Several limitations in the present study should be noted. Though the models used were theoretically grounded, the data are cross-sectional and do not allow for interpretations of causality. The sample was relatively homogenous with the majority being White, employed, and enrolled full-time in college. Well-validated self-report measures were used; however, these can be subject to bias. Although factors’ analyses have shown that six stress appraisal dimensions in SAM are independent and the threat appraisal subscale is closely related to distress [25], the use of the threat appraisal subscale alone may be considered a limitation. One item on the threat appraisal subscale asks whether this situation (i.e., COVID-19) makes the participant feel anxious, which may be potential limitation given one of the outcomes is coronavirus anxiety. As expected, there is a relationship between threat appraisal anxiety item and coronavirus anxiety (r = 0.378, p < 0.001); however, the correlation coefficient is well under 0.70, indicating that multicollinearity was not a concern.

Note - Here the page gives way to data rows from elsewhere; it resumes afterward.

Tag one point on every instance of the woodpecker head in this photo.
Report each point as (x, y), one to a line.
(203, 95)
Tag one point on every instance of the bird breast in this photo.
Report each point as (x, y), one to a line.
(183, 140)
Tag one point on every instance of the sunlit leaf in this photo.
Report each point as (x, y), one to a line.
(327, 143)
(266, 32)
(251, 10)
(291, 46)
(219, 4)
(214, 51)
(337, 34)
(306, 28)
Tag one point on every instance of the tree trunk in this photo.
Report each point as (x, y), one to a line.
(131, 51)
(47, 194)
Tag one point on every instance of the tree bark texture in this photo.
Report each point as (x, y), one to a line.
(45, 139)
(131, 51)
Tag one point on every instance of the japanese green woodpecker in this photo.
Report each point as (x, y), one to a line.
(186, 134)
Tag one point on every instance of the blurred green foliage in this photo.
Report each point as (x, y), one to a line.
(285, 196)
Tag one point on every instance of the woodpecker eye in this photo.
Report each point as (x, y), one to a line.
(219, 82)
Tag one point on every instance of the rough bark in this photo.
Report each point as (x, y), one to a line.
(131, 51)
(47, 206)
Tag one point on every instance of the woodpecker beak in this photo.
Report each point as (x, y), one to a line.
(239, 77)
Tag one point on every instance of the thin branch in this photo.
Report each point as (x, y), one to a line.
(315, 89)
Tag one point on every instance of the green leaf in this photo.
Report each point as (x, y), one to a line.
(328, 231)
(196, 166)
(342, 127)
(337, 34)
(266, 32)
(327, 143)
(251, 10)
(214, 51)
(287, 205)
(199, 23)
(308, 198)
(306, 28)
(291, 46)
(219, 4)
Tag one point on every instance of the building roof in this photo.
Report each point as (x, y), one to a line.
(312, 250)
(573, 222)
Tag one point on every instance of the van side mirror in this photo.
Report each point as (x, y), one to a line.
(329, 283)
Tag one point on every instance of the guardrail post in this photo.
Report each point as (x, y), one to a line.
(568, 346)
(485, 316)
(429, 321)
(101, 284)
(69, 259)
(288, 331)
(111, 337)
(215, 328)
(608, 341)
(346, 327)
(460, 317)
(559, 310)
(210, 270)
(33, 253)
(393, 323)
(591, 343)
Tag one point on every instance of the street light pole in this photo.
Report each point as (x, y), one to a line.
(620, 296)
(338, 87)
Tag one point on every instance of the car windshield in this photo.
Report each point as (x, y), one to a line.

Although conducting a power analysis for moderated mediation was not feasible, a post hoc power analysis for mediation was conducted. With 10,000 replications, 20,000 draws, and a 95% confidence level, this sample of 134 participants permitted a power of 0.91 to detect the parameter ab or mediation (IU–rumination–depressive symptoms) [49]. For the detection of mediation with worry as the mediator and anxiety as the outcome, the power was much lower at 0.07 and may have prevented detection of some significant findings. Despite this limitation, the pattern of results remained consistent when we ran the conditional process models with subjective SES as the covariate instead of gender (S1–S2, Supplementary Material), further supporting that our findings reflect reliable effects. Future studies would benefit from longitudinal designs and recruitment of larger, more diverse samples, allowing for these models to be tested across multiple waves of the pandemic and student cohorts as well as the inclusion of additional covariates.

Conclusion

This study is the first to conceptually link concepts from stress and coping and cognitive avoidance theories within the context of the COVID-19 pandemic to examine the relationship between IU and psychological distress among college students. The results demonstrated two key findings: the direct effect of IU on coronavirus anxiety is moderated by COVID-19 threat appraisal severity; and the indirect effect of IU on depressive symptoms through rumination is moderated by COVID-19 threat appraisal severity. Results can be used to inform interventions that target IU, stress appraisals, and repetitive negative thinking to mitigate symptoms of anxiety and depression in young adults.